I caught the sun just as it came over the horizon.

 

The morning barn shovel is an integral part of the farm. We’ll have to find a way to scatter the manure around the pasture.

With the sun, a new and beautiful landscape. I always look to see if I can see the hills in Vermont.

 

 

Zip gets a lot of loving, day or night. After I met with him and did a lot of rubbing and stroking, Maria stopped by to share some love. We have to be spoiling him, I suppose, but he loves his independence and roaming the farm; he’s got a great swagger.

4 February

Dog Love. Good Morning, Sweet Zinnia. And Now Zip. How Are They Similiar, How Are They Different?

by Jon Katz

Zinnia is the sweetest dog I’ve ever had. She is usually the first thing I see in the morning, and there is no lovelier way to start the day. Zip is my main squeeze her patience and sweetness and loyalty are comforting, she goes right to my heart.

When I wake up, Zinnia quietly climbs along the bed and puts his head in my hands. We have this sweet smiling touching,  If I don’t get up, he backs away and sleeps.

So does Zip, I have to say, but it’s different. Zip is not sweet, patient, or even exceptionally loyal (he’ll go for a mouse any time), but he has a spirit and drive that connects with me. I think he loves and looks out for me, as does Maria.

But he has a much greater sense of entitlement than Zinnia does. Zip is assertive and dominant. He goes where he wants to go when he wants to go, and he loves me not in the way dogs love their humans but in the way some cats do – when they feel like it and on their terms.

Zip is quite loyal to me these days; he follows me all over the farm when I go out and has even begun posing for pictures. He waits for me faithfully in the morning and the afternoon, and sometimes, when I go out, he sits in the driveway and waits for me to come home. As cats do, he spends the most significant part of his hunting and sleeping.

Zinnia is generous and happy to share her treats with Bud and Fate and turn her bones over to them. Zip would never go for that.
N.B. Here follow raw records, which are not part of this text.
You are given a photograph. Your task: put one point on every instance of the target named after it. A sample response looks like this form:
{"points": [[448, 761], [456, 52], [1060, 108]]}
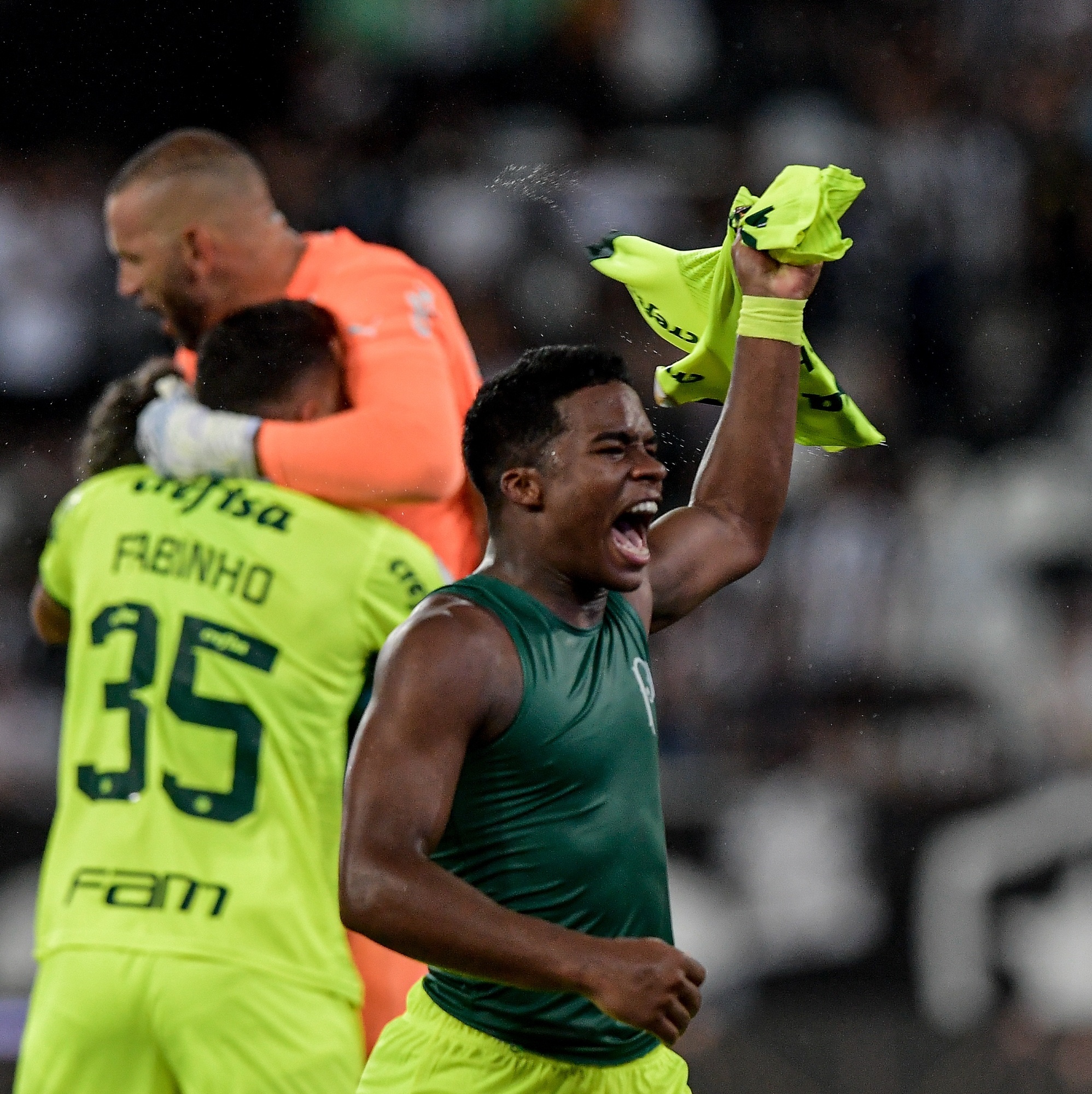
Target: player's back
{"points": [[220, 632]]}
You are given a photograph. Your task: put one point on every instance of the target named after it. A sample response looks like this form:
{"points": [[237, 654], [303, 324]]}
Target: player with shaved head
{"points": [[198, 237]]}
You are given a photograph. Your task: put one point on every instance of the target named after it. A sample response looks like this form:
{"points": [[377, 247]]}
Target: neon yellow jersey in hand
{"points": [[220, 633]]}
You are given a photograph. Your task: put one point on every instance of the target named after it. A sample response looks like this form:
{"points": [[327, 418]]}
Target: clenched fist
{"points": [[647, 984]]}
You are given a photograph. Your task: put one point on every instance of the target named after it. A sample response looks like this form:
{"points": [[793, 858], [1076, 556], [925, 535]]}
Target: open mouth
{"points": [[630, 532]]}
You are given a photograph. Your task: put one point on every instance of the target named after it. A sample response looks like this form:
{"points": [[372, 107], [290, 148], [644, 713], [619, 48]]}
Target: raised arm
{"points": [[450, 677], [741, 486]]}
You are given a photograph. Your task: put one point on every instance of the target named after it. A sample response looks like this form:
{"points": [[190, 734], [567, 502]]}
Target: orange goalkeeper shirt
{"points": [[411, 377]]}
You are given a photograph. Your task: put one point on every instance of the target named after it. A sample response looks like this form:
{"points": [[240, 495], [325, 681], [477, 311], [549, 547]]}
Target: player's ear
{"points": [[198, 250], [523, 486]]}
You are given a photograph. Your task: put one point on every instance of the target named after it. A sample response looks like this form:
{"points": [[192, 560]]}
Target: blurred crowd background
{"points": [[878, 748]]}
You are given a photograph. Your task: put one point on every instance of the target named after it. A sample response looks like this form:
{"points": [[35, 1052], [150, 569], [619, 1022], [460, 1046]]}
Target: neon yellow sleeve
{"points": [[403, 572], [55, 566]]}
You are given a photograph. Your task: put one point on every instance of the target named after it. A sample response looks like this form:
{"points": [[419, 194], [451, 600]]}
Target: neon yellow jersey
{"points": [[220, 636]]}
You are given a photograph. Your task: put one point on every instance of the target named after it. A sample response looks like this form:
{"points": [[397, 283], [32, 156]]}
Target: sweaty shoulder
{"points": [[85, 496], [332, 257], [454, 643]]}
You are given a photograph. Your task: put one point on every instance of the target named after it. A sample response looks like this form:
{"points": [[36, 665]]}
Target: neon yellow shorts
{"points": [[428, 1052], [116, 1022]]}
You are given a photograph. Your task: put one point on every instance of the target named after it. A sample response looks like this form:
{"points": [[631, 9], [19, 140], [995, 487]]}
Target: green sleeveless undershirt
{"points": [[559, 818]]}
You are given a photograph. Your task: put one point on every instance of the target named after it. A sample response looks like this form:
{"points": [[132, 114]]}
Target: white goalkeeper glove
{"points": [[179, 437]]}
Zinnia is the perfect dog for me; as I write this, she is asleep, snoring at my feet. She won’t move until I stand up and turn the computer off. If he were inside, Zip would demand attention and drive me up the wall. We are all where we should be. One is the essence of calm and acceptance. The other is a monster, claiming every bit of the far as his turf. He doesn’t care what any other animal thinks.

 

It’s a gift to experience the affection and attention of these two remarkable animals. I love them both dearly.